Wednesday, 22 January 2014

OGR - Script to Screen

Storytelling & Commission From Script to Screen

1 comment:

  1. OGR 24/01/2014

    Hi Sam,

    Hmmm - I've got a few issues with this - principally the really lame use of the deckchair - as the subject of an oil painting? Really? Even you don't sound too convinced in your outline. That's a classic use of a 'non-use' of a story component, because, let's face it, that deckchair could be replaced with any other object and it wouldn't make any difference to your story.

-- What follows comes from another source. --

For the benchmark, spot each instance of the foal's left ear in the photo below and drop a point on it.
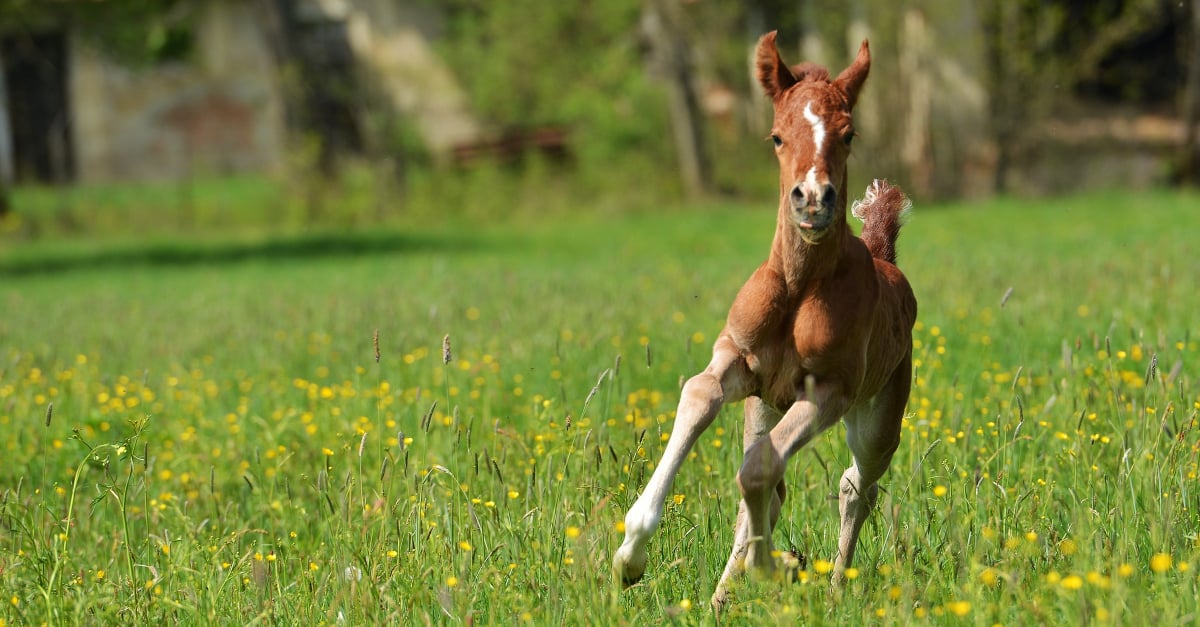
(773, 72)
(851, 79)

    It seems to me that you're missing an obvious connection between the idea of your 'retired superhero' (which I like) and that tricky deck-chair. Isn't the deck-chair entirely symbolic of leisure time - of people with lots of time on their hands - doesn't it conjure images of old people snoozing peacefully in the sunshine? An old man in a deckchair is a very visual way of signalling retirement. I was thinking of your 'art gallery too' - and wondering if you could put it in a more domestic setting and make a 'bat cave' joke. Imagine this scenario for a moment: ACT 1 - we encounter an old man, ordinary-looking, in his first week of retirement. In a series of quick scenes, we see him doing lots of little retirement like tasks - putting a ship in a bottle, doing a jigsaw, watching daytime telly blah. What we notice is that this character is getting bored and looking a bit glum. Next scene - he's in his immaculate, boring garden and he's trying to put up a deck-chair - and failing. He gets more and more frustrated. Finally, he gives up in frustration and goes inside; where we see him press a button; the floor slides up, we drop down into a 'bat cave' style space, and we see the character go into a gallery of artefacts that relate to his prior life as an action superhero... he walks amongst it. We see him happy and sad as he reflects on his decision to retire. He see a newspaper headline in a frame that reads 'Captain X Retires!' He makes a decision. Back in the garden - he looks at the trouble-some deckchair - and then he blows it into smithereens with his laser vision (or whatever) and we watch him fly upwards. Final shot - we're back in the gallery; the camera moves to another framed newspaper that reads 'Captain X is Back!'

    Okay - I've just written this very quickly, but do you see here how the deck-chair is of essential importance now in terms of telling us something about your character. Your story doesn't change very much really in terms of your character reliving his triumphs, but you've now got a story about 'purpose' as opposed to plot in which a man rescues a balloon... Discuss!